DataDome platform enhancements put businesses in control of AI agents

DataDome announced major advancements to its platform and partner ecosystem that put businesses back in control of how AI agents access and interact with their digital assets.

These innovations come at a pivotal moment, as enterprises grapple with the rapid rise of LLMs, AI crawlers, and automated agents that are reshaping the internet economy. With expanded intent-based AI models, LLM detection, and new AI agent response policies, DataDome’s AI engine enables the identification, categorization, adaptation, and response to traffic in less than 2 milliseconds.

With the increased adoption of LLMs and agentic AI, legitimate users and fraudsters alike are leveraging AI tools. Traditional fraud prevention methods that focus solely on identity and Turing tests, blocking bots and all other automated traffic are no longer sufficient and run the risk of blocking valid traffic or letting fraudsters through.

DataDome’s AI engine is built to detect intent, not just identity.
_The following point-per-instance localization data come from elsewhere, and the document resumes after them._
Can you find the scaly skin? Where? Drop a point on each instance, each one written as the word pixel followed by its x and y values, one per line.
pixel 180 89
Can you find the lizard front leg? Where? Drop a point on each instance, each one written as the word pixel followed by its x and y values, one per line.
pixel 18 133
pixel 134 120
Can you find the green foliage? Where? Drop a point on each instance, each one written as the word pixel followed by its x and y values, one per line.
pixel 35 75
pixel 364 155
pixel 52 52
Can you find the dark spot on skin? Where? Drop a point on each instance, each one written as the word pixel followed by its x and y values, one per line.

The latest enhancements provide customers with deeper control over user intent, enabling them to distinguish between legitimate AI-driven use and malicious automation.

LLM detection with policy intelligence

DataDome now automatically groups all LLM crawlers and AI agents into a dedicated category, offering visibility into which models are accessing digital assets, how often, and for what purpose.

This visibility is paired with intelligent policy recommendations, helping security teams quickly respond based on bot identity, behavior, and trustworthiness.

New AI models enhance multi-layered AI detection engine

DataDome’s AI-first architecture is purpose-built to adapt to ever-changing threats; all models auto-adapt and scale non-linearly, drawing on massive, continuous data streams of signals and feedback loops to trigger real-time updates. Now, DataDome has created new AI models to strengthen that multi-layered foundation to better detect malicious intent.

One such newly deployed model—built to detect sudden traffic spikes from unique user agents, IP-based network identifiers, and header patterns—has already proven effective, blocking over 1.2 million malicious requests in the last 48 hours. It complements existing AI models that mitigate large-scale distributed attacks in real time.

The platform runs hundreds of foundational AI models, as well as over 85,000 customer-specific and use-case-specific AI models tailored to unique traffic patterns, intent-based behavioral analysis, and threat profiles for endpoints like login, password reset, add-to-cart, and payment flows. For customers facing the most sophisticated threats, custom models are built from scratch or adapted from base models to defend specific web, app, and API environments.

Built on AI from the start

“AI isn’t a feature—it’s the foundation of everything we do,” said Benjamin Fabre, CEO of DataDome. “It’s what powers our ability to stop bots and fraud in real time, with precision and scale. But more than that, it’s what gives our customers the visibility and control they need to stay ahead as AI agents reshape the internet economy.”

Empowering control over AI agents using KYA Identity and Payments

DataDome is putting the control of who–or what–can access a site, app, or API back in the hands of businesses with a first of its kind partner program. The initial partner in this program is Skyfire. Skyfire’s platform, enabled seamlessly through DataDome security, empowers businesses to verify the identity of AI agent traffic – and then block, or allow and monetize, turning AI agent traffic into a revenue stream – on their terms.

“AI agents are fast becoming the internet’s most active users, and they need infrastructure that moves as quickly as they do. DataDome’s partnership is a key step forward—it gives businesses the control to identify, manage, and monetize AI agent access in real time,” said Amir Sarhangi, CEO and co-founder of Skyfire. “At Skyfire, we complement that by powering the payments and KYA (Know Your Agent) identity layers, enabling website owners to identify an agent, permission access, and allow them to buy and sell data, services, and goods instantly, without human involvement.”

With these controls, organizations can enforce LLM access licensing agreements, enable authenticated access for AI agents, or even allow AI agents to remit or accept payments.